Altrettanto consapevoli però dell'insufficienza di tutto questo (e probabilmente a conoscenza del fatto che la FulgorLibertas al momento rischierebbe grosso anche contro il Gaetano Scirea), i vertici del basket italiano, sbobinando l'intricata storia di una ventina scarsa (in tutti i sensi ) di tesseramenti, fanno sapere a Forlì che, contrariamente a quanto essi stessi pensano, hanno ancora un tesseramento da fare. Si scopre infatti che alla fenomenale pescata dalla FortiBudrio (B2) di Marco Bianchi (messosi in evidenza, quest'anno, solo nel beccare 4 mesi di squalifica con le giovanili: complimenti, a lui e a chi lo ha preso), non avendo il portento giocato nemmeno 1', non ha corrisposto un tesseramento vero e proprio.
Della serie: signori, togliamo 2 punti ai vostri rivali e vi diamo la possibilità di prendere un altro giocatore. Ce la fate oppure no? A questo punto, per l'amor di dio e di un pubblico a parole sempre decantato, vezzeggiato ed elogiato (“il nostro primo sponsor”), Alberani e i suoi fratelli avrebbero dovuto rintracciare il free-agent sulla faccia della terra più vicino ad un concetto Michael Jordan e firmarlo – costi quel che costi, fossero anche 20.000 dollari – per un mese. E se Michael Jordan vi pare troppo, sarebbe bastato un Teo Alibegovic della situazione, sì, insomma un salvatore della patria. Per la società, regale nell'incasinarsi la vita e impareggiabile nel trasformare un comodo campionato da 10° posto in un incubo senza fine, una specie di redenzione finale, un colpo di reni generoso dopo mesi di porcate e spilorcerie. Un ultimo, estremo tentativo per dare una defibrillata ad un gruppo debole, mal guidato e in totale sfiducia. Il minimo che si possa dare a chi ti ha immeritatamente amato per 8 mesi, per 'provare' ('riuscire' a far qualcosa di decente quest'anno è concetto ben più complesso) ad evitare l'onta della prima retrocessione della secolare storia del basket forlivese dalla 2° alla 3° serie.

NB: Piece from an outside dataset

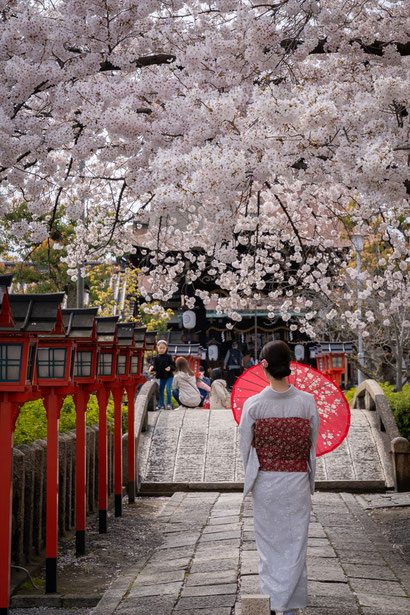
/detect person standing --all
[224,342,243,389]
[209,367,231,410]
[239,340,319,615]
[149,340,175,410]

Per una settimana fanno finta di cercare qualcuno: un 40enne, uno svedese negro che gioca a Cipro, esce perfino il nome di gente che gioca delle semifinali per il titolo in Argentina (non esattamente il Burkina Faso) e che – sì, certo, come no - aspetterebbe solo la chiamata dall'Italia giusto in tempo per venire a retrocedere dalla 2° alla 3° divisione. Alla fine che succede? Ci riscaldano per la trentesima volta la zoppicante minestra-Nardi, millantando la fumosa ipotesi di qualche 'minuto di qualità' da parte del finto leader italo-americano. Intanto squadra ("Ci serve una vittoria per sbloccarci" Luca Campani) e allenatore ("Non è proprio il nostro anno" Nenad Vucinic) oscillano, come vedete, tra sterilissimi dischi rotti e geniali intuizioni, mentre in società prosegue - imperterrita - la silente guerra per bande. Arpaia, disturbato da agitazioni sindacali interne alla sua Pavital, assiste compassato; Alberani conta i giorni per levar le tende; Grazioso dietro le quinte tenta di rastrellare in ottica ripartenza; Genesi cloroformizza il contesto. Divisi su tutto, tranne che su un concetto: "Non possono gravare altre spese sulle spalle dei soci". E del resto con il ripescaggio pressochè garantito, perchè sbattersi e spendere?
Completano il quadro i 3.000 del Palafiera: costretti ad un duplice sacrificio. Assistere stereofonicamente ad una retrocessione e, non bastasse, al pessimo spettacolo che prende corpo a bordocampo.